This is a serious failure and indicates a failed head or heads. It could also mean that your drive has suffered from platter damage if a head crash has occurred. Either way, this is a job for the pros. The drive will need to be opened in a clean room environment in a lab and a replacement head assembly fitted in order to try and recover your data. If your drive is clicking, it’s best power it off and leave it in this state until you can send it to a professional recovery company. Powering it up in this state could degrade the disk further, to the extent that it\’s no longer recoverable.

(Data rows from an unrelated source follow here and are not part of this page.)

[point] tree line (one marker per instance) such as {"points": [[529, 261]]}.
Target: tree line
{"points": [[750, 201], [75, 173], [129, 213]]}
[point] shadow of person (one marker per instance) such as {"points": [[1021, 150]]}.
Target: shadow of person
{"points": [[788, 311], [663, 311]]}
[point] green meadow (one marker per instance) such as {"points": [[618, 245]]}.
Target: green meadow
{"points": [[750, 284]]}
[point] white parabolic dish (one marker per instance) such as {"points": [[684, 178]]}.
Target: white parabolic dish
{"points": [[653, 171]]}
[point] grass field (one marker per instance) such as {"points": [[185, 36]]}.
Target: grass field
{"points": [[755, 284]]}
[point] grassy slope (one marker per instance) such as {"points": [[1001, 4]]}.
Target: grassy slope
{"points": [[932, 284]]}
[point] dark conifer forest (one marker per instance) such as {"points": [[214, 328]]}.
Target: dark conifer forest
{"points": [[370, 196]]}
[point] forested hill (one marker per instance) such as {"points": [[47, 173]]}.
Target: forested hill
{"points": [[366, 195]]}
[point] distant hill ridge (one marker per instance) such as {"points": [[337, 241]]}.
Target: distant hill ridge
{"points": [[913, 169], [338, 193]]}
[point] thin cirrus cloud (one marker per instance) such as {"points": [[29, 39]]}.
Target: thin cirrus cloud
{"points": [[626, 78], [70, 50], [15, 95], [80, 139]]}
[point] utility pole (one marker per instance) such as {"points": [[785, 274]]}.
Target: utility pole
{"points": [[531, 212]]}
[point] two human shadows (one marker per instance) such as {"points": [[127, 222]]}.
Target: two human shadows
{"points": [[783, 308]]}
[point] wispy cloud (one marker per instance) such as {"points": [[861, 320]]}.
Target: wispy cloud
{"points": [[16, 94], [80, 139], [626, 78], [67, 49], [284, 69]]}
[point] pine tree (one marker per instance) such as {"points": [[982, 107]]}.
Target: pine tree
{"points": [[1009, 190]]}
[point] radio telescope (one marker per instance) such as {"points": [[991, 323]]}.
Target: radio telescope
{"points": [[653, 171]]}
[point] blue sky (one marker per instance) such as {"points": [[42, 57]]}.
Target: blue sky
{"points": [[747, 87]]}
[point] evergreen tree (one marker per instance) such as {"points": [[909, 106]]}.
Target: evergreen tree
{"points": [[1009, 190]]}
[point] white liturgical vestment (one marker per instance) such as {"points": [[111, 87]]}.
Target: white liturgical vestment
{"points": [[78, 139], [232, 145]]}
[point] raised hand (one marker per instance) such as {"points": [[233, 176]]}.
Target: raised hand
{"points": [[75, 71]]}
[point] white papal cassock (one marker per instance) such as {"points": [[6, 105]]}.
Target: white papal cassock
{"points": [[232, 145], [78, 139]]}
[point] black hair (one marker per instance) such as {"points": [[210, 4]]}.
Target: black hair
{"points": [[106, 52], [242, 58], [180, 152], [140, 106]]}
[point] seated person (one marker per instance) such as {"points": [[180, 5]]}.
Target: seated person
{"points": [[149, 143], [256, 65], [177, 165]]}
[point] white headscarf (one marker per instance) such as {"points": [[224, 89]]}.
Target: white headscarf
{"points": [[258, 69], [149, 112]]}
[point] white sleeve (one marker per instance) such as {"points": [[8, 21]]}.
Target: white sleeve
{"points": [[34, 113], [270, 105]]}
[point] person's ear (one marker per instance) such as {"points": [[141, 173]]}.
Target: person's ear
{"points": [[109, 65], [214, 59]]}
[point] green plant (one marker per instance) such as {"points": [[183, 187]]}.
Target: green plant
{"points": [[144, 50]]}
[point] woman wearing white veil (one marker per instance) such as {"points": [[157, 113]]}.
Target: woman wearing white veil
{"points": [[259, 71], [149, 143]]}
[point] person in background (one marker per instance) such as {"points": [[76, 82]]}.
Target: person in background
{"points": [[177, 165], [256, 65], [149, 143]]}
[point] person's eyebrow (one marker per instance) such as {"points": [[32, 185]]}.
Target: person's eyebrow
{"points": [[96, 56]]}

How to Recover Data When Your Hard Drive

Pictured: A hard drive that experienced a head crash and made a deep scratch. This can render a drive unrecoverable.
If Your Drives Spins Ups and Is Detected by Your Computer, But Hangs When You Try to Access It

This usually means that the magnetic media is degraded. Basically, there are a large amount of bad sectors that the drive is trying to read, failing to do so, and hanging. This is a common problem that occurs over time and can be worked around, but only with professional data recovery equipment, more specifically a hard imager. If you look at the SMART values of the drive you’ll notice and large amount of reallocated sectors to confirm your suspicions. If the data is important then send it off to the pros.

If you want to have a crack at it yourself (and risk making the problem worse or losing your data altogether) then you can try a software imager that can work around bad areas. Seeing that software commands ultimately goes through the BIOS, the effectiveness is limited. The best option if you want to go this route is a free Linux application called dd_rescue. It can skip bad areas and image in reverse.
If Your Drive Makes a Beeping Sound When You Power it Up

The beeping sounds you are hearing is the motor trying to spin the drive up and failing to do so. This is caused by one of two things, both serious mechanical failures. The most common is what’s known as stiction. The heads of your drive park either in the center or on a ramp at the edge of the drive when not in use. Remember, the heads don’t make contact with the data area of the platters, they fly just above. Sometimes, the heads can fail to park properly and the platters stop spinning with the heads still over the data area. Because of the extremely smooth surfaces of both the platters and heads, they literally stick to each other, hence the name stiction. The drive needs to be opened up in the lab, heads carefully removed and most likely replaced, definitely not a DIY job.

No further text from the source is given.